[Python-Dev] \u and \U escapes in raw unicode string literals

Sun May 13 18:04:44 CEST 2007

> * without the Unicode escapes, the only way to put non-ASCII
>   code points into a raw Unicode string is via a source code encoding
>   of say UTF-8 or UTF-16, pretty much defeating the original
>   requirement of writing ASCII code only

That's no problem, though - just don't put the Unicode character
into a raw string. Use plain strings if you have a need to include
Unicode characters, and are not willing to leave ASCII.

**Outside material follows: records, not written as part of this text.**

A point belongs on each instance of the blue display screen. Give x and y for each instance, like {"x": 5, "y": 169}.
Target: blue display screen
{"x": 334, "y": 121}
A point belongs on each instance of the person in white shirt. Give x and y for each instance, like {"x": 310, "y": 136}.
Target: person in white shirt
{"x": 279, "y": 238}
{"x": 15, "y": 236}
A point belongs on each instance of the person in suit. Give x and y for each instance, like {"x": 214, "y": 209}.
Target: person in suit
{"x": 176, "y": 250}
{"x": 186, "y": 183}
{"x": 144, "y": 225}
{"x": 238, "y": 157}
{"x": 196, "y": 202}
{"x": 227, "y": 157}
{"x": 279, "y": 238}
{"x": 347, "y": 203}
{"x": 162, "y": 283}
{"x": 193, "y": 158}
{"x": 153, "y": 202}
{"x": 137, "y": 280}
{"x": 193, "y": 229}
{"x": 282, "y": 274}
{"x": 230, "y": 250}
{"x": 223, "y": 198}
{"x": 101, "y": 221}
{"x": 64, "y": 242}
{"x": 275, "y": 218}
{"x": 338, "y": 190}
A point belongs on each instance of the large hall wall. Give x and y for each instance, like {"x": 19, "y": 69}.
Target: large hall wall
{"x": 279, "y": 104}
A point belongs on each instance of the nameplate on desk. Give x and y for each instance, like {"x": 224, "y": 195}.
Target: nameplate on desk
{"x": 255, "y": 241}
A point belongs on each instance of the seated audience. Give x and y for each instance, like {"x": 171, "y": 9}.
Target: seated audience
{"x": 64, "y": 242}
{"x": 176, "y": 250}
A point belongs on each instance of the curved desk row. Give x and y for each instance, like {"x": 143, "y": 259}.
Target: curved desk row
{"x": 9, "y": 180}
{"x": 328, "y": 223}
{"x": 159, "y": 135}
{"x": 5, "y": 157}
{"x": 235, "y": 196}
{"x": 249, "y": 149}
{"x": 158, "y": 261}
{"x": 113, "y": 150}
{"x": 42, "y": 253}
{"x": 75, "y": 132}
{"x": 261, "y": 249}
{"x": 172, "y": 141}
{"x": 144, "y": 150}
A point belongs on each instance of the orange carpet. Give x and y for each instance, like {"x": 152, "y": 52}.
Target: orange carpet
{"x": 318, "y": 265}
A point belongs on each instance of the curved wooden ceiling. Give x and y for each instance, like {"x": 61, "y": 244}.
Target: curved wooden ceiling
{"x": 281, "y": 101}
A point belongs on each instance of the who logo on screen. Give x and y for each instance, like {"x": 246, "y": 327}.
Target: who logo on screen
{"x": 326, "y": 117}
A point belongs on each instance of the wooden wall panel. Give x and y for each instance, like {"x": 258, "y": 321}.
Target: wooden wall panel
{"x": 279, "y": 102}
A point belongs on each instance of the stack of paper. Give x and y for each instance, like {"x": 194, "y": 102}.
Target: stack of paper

For Python 3, the default source encoding is UTF-8, so it is
much easier to use non-ASCII characters in the source code.
The original requirement may not be as strong anymore as it
used to be.

> * non-ASCII code points in text are not uncommon, they occur
>   in most European scripts, all Asian scripts,
>   many scientific texts and in also texts meant for the web
>   (just have a look at the HTML entities, or think of Word
>   exports using quotes)

And you are seriously telling me that people who commonly
use non-ASCII code points in their source code are willing
to refer to them by Unicode ordinal number (which, of course,
they all know by heart, from 1 to 65536)?

> * adding Unicode escapes to the re module will break code
>   already using "...\u..." in the regular expressions for
>   other purposes; writing conversion tools that detect this
>   usage is going to be hard

It's unlikely to occur in code today - \u just means the same
as u (so \u1234 matches u1234); if you want a backslash
followed by u in your regular expression, you should write
\\u.

It would be possible to future-warn about \u in 2.6, catching
these cases. Authors then would either have to remove the
backslash, or duplicate it, depending on what they want to
express.

Regards,
Martin